Premium Chessgames Member
  CHESSTTCAMPS: White is down a poisoned pawn, but with black's queen AWOL on the pawn-hunting mission, white has the expected lead in development and substantial force directed at the lightly defended king position. The slightly awkward-looking arrangement of rooks at g3 and h3 is clearly designed for one purpose, the destruction of the king's pawn shelter. So where do we hit the pawn structure?


That's right, at the base. The first move is telegraphed by the organization of white's force, but white's follow-up move might not be spotted easily by folks who haven't worked a lot of tactical problems.

A) 20... Kxg7? 21.Qxh6+! Kxh6 22.Bxf6#

A.1) 21...Kg8 22.Rg3+ Ng4 23.Rxg4+ Bg5 24.Rxg5#

Declining offers no prospects.

B) 20... Ng8 (not much better) 21.Rxg8+! Kxg8 22.Qxh6 Bxh4 23.Rxh4 f6 (exf5 24.Qh8#) 24.Qh8+ Kf7 25.Rh7#

C) 20... Ne5 21.Qxh6 and black can't defend both threats (22.Qh8+ forcing mate and 22.Bxf6).
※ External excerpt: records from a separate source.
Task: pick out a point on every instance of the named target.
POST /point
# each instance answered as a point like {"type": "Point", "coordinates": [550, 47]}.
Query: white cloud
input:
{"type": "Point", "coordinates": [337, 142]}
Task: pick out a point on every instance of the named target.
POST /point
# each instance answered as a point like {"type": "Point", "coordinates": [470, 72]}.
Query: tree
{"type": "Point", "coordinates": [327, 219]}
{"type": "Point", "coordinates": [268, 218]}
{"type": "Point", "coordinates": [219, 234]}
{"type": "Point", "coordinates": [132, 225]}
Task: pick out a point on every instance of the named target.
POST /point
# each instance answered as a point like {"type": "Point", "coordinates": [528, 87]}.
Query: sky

D) 20... Ke8 22.Qxh6 Ng4 23.Qh5 and black can't defend the threats 24.Qxf7+ and 24.Qxg4.

D.1) 22... Nd7 23.fxe6 fxe6 (Bf8 24.exf7+ Ke7 25.Nd5#) 24.Qg6+ mates next.

E) 20... Nh5 21.Qxh6 Nxg7 22.Qh8#

Qb2 and Rd7 are also effectively met by 21.Qxh6, so a quick resignation can be expected.

Premium Chessgames Member
  Brandon plays: Uggh, I don't think I'm quite seeing the correct solution here. The problem is that it is not forcing enough and black has counter chances if white doesn't gets things moving. Rxg7 Kxg7 Bxf6 Kxf6 and I'm left with nothing it seems.
Premium Chessgames Member
  rodchuck: I love Once's stories - keep it up. I don't normally see things very quickly, but the the bishop f6 and rook on the h-file with the opposing king stuck in the corner jumped at me today - did my morale no end of a boost.